In order to find duplicate values you should run,
SELECT year, COUNT(id)
FROM YOUR_TABLE
GROUP BY year
HAVING COUNT(id) > 1
ORDER BY COUNT(id);
Using the sql statement above you get a table which contains all the duplicate years in your table. In order to delete all the duplicates except of the the latest duplicate entry you should use the above sql statement.
DELETE
FROM YOUR_TABLE A USING YOUR_TABLE_AGAIN B
WHERE A.year=B.year AND A.id<B.id;
You can join to the same table on the fields that would be duplicated and then anti-join on the id field. Select the id field from the first table alias (tn1) and then use the array_agg function on the id field of the second table alias. Finally, for the array_agg function to work properly, you will group the results by the tn1.id field. This will produce a result set that contains the the id of a record and an array of all the id's that fit the join conditions.
select tn1.id,
array_agg(tn2.id) as duplicate_entries,
from table_name tn1 join table_name tn2 on
tn1.year = tn2.year
and tn1.sid = tn2.sid
and tn1.user_id = tn2.user_id
and tn1.cid = tn2.cid
and tn1.id <> tn2.id
group by tn1.id;
Obviously, id's that will be in the duplicate_entries array for one id, will also have their own entries in the result set. You will have to use this result set to decide which id you want to become the source of 'truth.' The one record that shouldn't get deleted. Maybe you could do something like this:
with dupe_set as (
select tn1.id,
array_agg(tn2.id) as duplicate_entries,
from table_name tn1 join table_name tn2 on
tn1.year = tn2.year
and tn1.sid = tn2.sid
and tn1.user_id = tn2.user_id
and tn1.cid = tn2.cid
and tn1.id <> tn2.id
group by tn1.id
order by tn1.id asc)
select ds.id from dupe_set ds where not exists
(select de from unnest(ds.duplicate_entries) as de where de < ds.id)

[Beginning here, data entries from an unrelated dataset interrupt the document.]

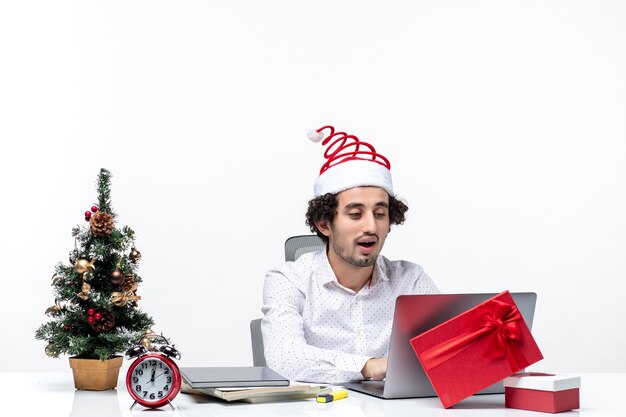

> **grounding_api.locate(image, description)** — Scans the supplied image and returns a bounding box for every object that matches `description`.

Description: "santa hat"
[308,126,395,197]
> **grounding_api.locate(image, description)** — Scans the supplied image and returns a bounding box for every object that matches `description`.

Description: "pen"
[316,389,348,403]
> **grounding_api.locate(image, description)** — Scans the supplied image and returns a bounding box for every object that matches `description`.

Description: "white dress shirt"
[261,251,439,383]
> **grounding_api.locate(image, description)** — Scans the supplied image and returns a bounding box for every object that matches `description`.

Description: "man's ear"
[315,220,330,237]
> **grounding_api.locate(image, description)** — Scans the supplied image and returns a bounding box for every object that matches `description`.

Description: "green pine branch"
[35,168,154,360]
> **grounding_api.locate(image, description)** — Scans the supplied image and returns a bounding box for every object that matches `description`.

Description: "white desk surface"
[0,372,626,417]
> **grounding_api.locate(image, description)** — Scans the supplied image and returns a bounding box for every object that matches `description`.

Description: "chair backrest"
[250,235,326,366]
[285,235,326,261]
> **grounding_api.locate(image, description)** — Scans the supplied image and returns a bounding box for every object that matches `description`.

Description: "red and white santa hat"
[307,126,395,197]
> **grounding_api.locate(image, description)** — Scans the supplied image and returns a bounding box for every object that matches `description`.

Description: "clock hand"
[152,371,167,381]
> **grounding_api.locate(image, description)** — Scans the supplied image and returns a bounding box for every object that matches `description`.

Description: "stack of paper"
[180,366,331,403]
[181,382,331,403]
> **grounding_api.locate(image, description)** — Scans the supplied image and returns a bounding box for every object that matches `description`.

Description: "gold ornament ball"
[128,248,141,263]
[74,259,93,274]
[111,269,126,285]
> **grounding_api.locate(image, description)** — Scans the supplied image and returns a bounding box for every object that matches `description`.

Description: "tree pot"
[70,356,124,391]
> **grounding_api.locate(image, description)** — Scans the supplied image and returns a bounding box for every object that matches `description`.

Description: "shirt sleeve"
[261,270,371,384]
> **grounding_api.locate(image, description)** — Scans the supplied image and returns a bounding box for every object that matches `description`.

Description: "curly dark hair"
[306,193,409,245]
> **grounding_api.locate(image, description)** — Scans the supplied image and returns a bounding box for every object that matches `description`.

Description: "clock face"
[126,353,181,407]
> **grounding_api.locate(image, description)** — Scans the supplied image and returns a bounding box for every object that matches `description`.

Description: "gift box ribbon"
[420,300,528,371]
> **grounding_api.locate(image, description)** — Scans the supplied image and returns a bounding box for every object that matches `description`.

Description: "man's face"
[327,187,390,267]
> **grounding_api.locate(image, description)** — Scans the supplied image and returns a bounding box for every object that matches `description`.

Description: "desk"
[0,372,626,417]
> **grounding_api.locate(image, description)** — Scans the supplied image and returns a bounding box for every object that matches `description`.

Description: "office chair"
[250,235,326,366]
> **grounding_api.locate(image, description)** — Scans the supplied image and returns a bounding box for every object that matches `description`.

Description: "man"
[261,126,438,383]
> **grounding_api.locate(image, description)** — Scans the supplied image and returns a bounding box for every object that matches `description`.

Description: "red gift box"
[411,291,543,408]
[504,372,580,413]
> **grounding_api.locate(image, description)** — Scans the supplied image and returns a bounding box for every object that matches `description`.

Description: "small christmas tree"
[35,168,154,360]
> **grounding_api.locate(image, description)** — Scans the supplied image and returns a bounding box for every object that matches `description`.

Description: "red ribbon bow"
[420,300,528,372]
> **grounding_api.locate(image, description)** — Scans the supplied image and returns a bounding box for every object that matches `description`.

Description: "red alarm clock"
[126,336,182,409]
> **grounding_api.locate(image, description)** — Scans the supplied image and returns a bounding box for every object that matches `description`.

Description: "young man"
[261,126,438,383]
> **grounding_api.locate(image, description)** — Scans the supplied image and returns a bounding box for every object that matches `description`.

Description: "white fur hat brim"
[313,159,395,197]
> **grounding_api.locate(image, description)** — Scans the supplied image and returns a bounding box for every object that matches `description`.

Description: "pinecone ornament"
[89,211,115,236]
[122,274,138,292]
[90,311,115,333]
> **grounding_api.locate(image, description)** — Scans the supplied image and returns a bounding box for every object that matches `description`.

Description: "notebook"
[343,292,537,399]
[180,366,289,388]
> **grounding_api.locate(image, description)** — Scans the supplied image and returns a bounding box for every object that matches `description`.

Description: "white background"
[0,0,626,372]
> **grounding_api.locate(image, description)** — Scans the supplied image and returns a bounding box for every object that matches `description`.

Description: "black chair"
[250,235,326,366]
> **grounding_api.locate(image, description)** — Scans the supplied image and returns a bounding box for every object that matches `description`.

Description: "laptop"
[343,292,537,399]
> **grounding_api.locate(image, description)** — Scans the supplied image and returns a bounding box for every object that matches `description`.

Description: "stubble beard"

Selects the lowest number ID's that have duplicates (assuming the ID is increasing int PK). These would be the ID's that you would keep around.
Inspired by Sandro Wiggers, I did something similiar to
WITH ordered AS (
SELECT id,year, user_id, sid, cid,
rank() OVER (PARTITION BY year, user_id, sid, cid ORDER BY id) AS rnk
FROM user_links
),
to_delete AS (
SELECT id
FROM ordered
WHERE rnk > 1
)
DELETE
FROM user_links
USING to_delete
WHERE user_link.id = to_delete.id;
If you want to test it, change it slightly:
WITH ordered AS (
SELECT id,year, user_id, sid, cid,
rank() OVER (PARTITION BY year, user_id, sid, cid ORDER BY id) AS rnk
FROM user_links
),
to_delete AS (
SELECT id,year,user_id,sid, cid
FROM ordered
WHERE rnk > 1
)
SELECT * FROM to_delete;
This will give an overview of what is going to be deleted (there is no problem to keep year,user_id,sid,cid in the to_delete query when running the deletion, but then they are not needed)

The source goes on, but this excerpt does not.